It is estimated that we spend one-third of our lives at work. The relationships we form there are important to the product we deliver and for our interpersonal needs for relatedness. We all derive many needs from the workplace that have nothing to do with our pay. Some employees refer to their coworkers as their "work families." When these important relationships are amiss, everything suffers including productivity, our enthusiasm for our work, and our overall happiness.
Knowing how to navigate the workplace with its many variables can be tricky at times. There is no rulebook for knowing how to respond to all situations that occur at work. PAS offers employees and managers a safe, confidential place to discuss workplace concerns or challenges.

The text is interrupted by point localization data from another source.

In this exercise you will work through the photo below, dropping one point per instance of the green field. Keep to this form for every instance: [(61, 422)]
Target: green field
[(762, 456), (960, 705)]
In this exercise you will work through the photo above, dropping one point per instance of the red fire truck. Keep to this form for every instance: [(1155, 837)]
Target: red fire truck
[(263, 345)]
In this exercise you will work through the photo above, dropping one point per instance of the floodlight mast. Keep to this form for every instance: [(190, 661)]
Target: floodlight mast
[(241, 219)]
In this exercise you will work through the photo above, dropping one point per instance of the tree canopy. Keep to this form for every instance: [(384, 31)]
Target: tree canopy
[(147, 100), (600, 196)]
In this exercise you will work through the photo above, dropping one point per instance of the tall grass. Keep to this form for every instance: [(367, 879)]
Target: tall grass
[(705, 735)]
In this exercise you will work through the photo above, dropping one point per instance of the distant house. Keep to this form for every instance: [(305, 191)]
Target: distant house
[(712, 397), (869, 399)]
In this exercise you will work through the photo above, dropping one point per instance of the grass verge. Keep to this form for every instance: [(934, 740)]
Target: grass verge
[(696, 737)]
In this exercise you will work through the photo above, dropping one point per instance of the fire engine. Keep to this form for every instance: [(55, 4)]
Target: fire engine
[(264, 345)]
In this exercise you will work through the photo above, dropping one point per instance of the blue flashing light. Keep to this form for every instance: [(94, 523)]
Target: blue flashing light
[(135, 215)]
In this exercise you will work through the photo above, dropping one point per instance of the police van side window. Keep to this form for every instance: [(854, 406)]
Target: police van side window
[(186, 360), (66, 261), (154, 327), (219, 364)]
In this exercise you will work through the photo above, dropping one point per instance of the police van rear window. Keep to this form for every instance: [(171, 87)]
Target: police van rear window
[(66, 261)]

To schedule an appointment call 919-416-1727. Out-of-state employees should call 800-327-2251.
Conflict at Work
Conflict in the workplace is inevitable and not entirely within our control, but how we respond to it is. Conflict that reaches excessive levels can fracture working relationships, creating an environment that is unpleasant and ineffective. How to handle conflict can depend on several factors: who is involved in the conflict, the content of the issue, and the goals of the people involved.
Grief in the Workplace
Grief is a natural, normal response to loss. Although grieving is a normal reaction, at times grief can feel enormously painful, overwhelming, and exhausting. Beginning to understand your grieving experience and taking gradual steps to address your pain and loss can be important and integral components of recovering from your grief.
Suicide in the Workplace
Many people have thoughts of suicide at some time in their life. Often times these thoughts are just thoughts, not intentions, and can be viewed as a symptom that something is wrong, not cause for immediate alarm. If you are not sure if they are just thoughts, or if the person is really planning suicide, ask.
Violence in the Workplace
Violence connected to the workplace takes many forms. Dangerous or threatening behavior may come from a coworker, student, patient, a family member involved in an abusive relationship, or someone who has no business relationship with the workplace. Events of workplace violence may include threats in person, by note, telephone, fax, email, or social media. A threat may be observed in a written or oral form, and/or in a gesture that could be interpreted by a reasonable person as conveying intent to cause physical harm to persons or property.